Infrastructure? Not unless the House rethinks its offer
Chalk it up as a case when conventional wisdom desperately needs to be challenged.
The Washington political class is convinced that a Biden-led Washington can forge a large-scale infrastructure bill with Congress, regardless of who controls the Senate.
“Yes, unsexy infrastructure,” says the Wall Street Journal’s Gerald Seib. “Roads, bridges, airports, subways, broadband networks, windmills, solar farms. Infrastructure just might be the vehicle that could smash through the political roadblocks in Washington, and perhaps demonstrate that, yes, things can get done. It isn’t dramatic, but maybe we’ve all had enough drama for a while.”
The high-level rhetoric, however, continues to miss a fundamental point: the bill passed out of the U.S. House in 2020 — The INVEST in America Act, or HR 2 — is so far apart from the Senate’s surface transportation bill passed in 2019 that without major changes, talk of infrastructure legislation is as doomed during the Biden era as a new tax cut or a sweeping climate bill.
Only if House Democrats rewrite their hyper partisan legislation to something closer to the overwhelmingly bipartisan Senate bill — about seven times smaller — could D.C. policymakers notch a win.
In short, Transportation Committee Chairman Peter DeFazio (D-Ore.) must not reintroduce HR 2 as a carbon copy. Instead and for the sake of U.S. consumers, he should work with Republicans and present legislation committed to the core needs at hand — surface transportation networks and funding — while avoiding divisive policy riders in any number of areas.
Recent analysis by Consumer Action for a Strong Economy (CASE) provides some straightforward recommendations.

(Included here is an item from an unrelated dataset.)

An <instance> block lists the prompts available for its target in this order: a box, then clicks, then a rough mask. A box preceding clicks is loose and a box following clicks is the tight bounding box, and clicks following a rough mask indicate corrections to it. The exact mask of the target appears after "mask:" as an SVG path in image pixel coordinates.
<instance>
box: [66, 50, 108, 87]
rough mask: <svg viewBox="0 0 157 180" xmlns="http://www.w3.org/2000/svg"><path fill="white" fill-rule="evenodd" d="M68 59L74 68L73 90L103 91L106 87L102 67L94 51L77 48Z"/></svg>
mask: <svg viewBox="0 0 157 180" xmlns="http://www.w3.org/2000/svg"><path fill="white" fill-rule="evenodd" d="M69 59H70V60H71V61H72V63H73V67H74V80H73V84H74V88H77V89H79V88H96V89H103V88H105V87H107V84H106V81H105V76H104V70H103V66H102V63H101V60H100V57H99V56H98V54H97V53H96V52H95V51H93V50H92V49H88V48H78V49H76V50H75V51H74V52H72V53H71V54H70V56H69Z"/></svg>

First, Congress must recommit to funding highway maintenance reforms that might return us to a sustainable user-pay model, such an increased gas tax, a Vehicle Miles Traveled (VMT) fee or a Road User Charge (RUC), or equivalent system. Such a fee would rely on additional infrastructure for monitoring and levying the tax that is not yet in place, but it has several critical benefits. The most noteworthy is that it would not be affected by increasing fuel efficiency or the prevalence of hybrid and electric cars. Another, spelled out in a recent CBO report, is that a VMT fee could be adjusted based on factors such as vehicle configuration, weight, location, purpose, and other factors, allowing vehicles causing the greatest infrastructure damage to support their share of infrastructure costs without imposing an unsustainable burden on commuters or other drivers
While still years away, a transition is feasible, says Robert Atkinson, chair of the 2009 Surface Transportation Financing Commission.
Next, House Democrats should avoid controversial subjects that diverge from core challenges at hand. For instance, HR 2 create several new grant programs, rather than working to improve others. It also devotes endless energy and resources to areas best handled by other committees and bills, such as housing, broadband and energy.
Additionally, HR 2 goes out of its way to appease favored stakeholders — such as labor — in imposing new regulations, rather than letting the market and common sense drive many decisions. The rail title of the bill — which includes many operational mandates — stands out as especially problematic.
Last, Congress must commit itself to transparency in this process. With an expectation that earmarks will return in the next Congress, infrastructure legislation should not become a vehicle to disproportionately shovel pork to congressional districts. Improving our highways, bridges and the like should be equitable — not isolated to those holding leadership roles.
Talking heads are right that infrastructure is important and ripe for compromise. But that process must start now in the House.
Gerard Scimeca is an attorney and co-founder of CASE, Consumer Action for a Strong Economy, a free-market oriented consumer advocacy organization.